This isn't Rudy's week. Yesterday, he confirmed that he still supports taxpayer-funded abortions. Then, when this week's Weekly Standard hit mailboxes, he found himself backpedaling on a coded promise to appoint anti-Roe jurists to the federal bench:
"[A] strict constructionist judge could come to either conclusion about Roe v. Wade. He could come to the conclusion that it was incorrectly decided, overturn it, or he could decide well, it's been precedent for so long now, it would be too disruptive to overturn it, so we leave it alone. I would leave that up to a judge."

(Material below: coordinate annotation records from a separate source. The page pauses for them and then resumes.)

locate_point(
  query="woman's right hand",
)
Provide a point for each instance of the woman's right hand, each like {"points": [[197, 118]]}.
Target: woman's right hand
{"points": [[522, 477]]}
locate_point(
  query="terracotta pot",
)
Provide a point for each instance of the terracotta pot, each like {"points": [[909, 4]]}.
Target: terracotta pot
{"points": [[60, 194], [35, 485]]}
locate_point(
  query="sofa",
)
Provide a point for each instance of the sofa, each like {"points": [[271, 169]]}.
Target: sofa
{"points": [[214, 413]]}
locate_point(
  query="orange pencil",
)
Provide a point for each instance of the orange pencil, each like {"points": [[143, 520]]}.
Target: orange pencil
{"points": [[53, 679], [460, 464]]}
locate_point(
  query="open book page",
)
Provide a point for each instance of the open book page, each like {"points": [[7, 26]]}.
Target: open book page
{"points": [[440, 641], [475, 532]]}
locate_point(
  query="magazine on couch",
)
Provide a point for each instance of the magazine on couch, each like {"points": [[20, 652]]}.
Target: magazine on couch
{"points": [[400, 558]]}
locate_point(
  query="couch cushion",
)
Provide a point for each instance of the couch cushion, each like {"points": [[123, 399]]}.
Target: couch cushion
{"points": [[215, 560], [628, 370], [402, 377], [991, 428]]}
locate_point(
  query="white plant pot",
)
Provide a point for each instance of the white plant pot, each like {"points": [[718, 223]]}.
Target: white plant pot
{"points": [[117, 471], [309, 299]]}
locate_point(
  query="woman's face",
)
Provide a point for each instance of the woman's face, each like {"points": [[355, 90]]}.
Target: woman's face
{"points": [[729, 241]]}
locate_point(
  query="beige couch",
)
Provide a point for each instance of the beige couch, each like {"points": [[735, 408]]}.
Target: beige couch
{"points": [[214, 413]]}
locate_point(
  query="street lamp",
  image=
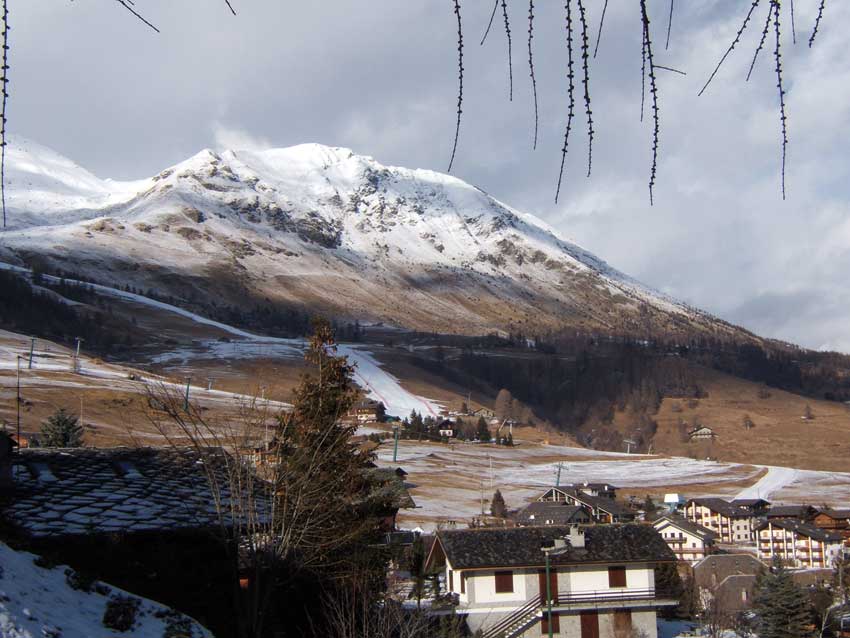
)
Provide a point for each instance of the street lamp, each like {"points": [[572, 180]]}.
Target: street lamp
{"points": [[546, 552]]}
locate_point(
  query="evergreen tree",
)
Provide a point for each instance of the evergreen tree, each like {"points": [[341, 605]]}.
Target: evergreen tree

How's that for straddling the fence?
Update (4/7): Phil Klein of the American Spectator (later echoed by Vincent Carroll of the Rocky Mountain News) observes that as damaging as Rudy's response is, his off-the-cuff style reveals deeper problems:
When [CNN] asked him if he had changed his position on publicly funding abortion since 1989 . . . Giuliani just couldn't bring himself to be seen as pandering, so his instinct was to say that his position was the same. But then he tried to qualify his statement, so what he ended up with was a sloppy answer that, in addition to angering conservatives, created the impression that he's simply "winging it."
There is, however, a fine line between pandering and being unprepared. Given that Giuliani's biggest liability going into the Republican primaries is his stance on abortion, it's startling that he would be caught so off guard. By now, he should be ready to answer any permutation of the abortion question, if not to the satisfaction of all social conservatives, at least well enough to convey a command of the subject matter.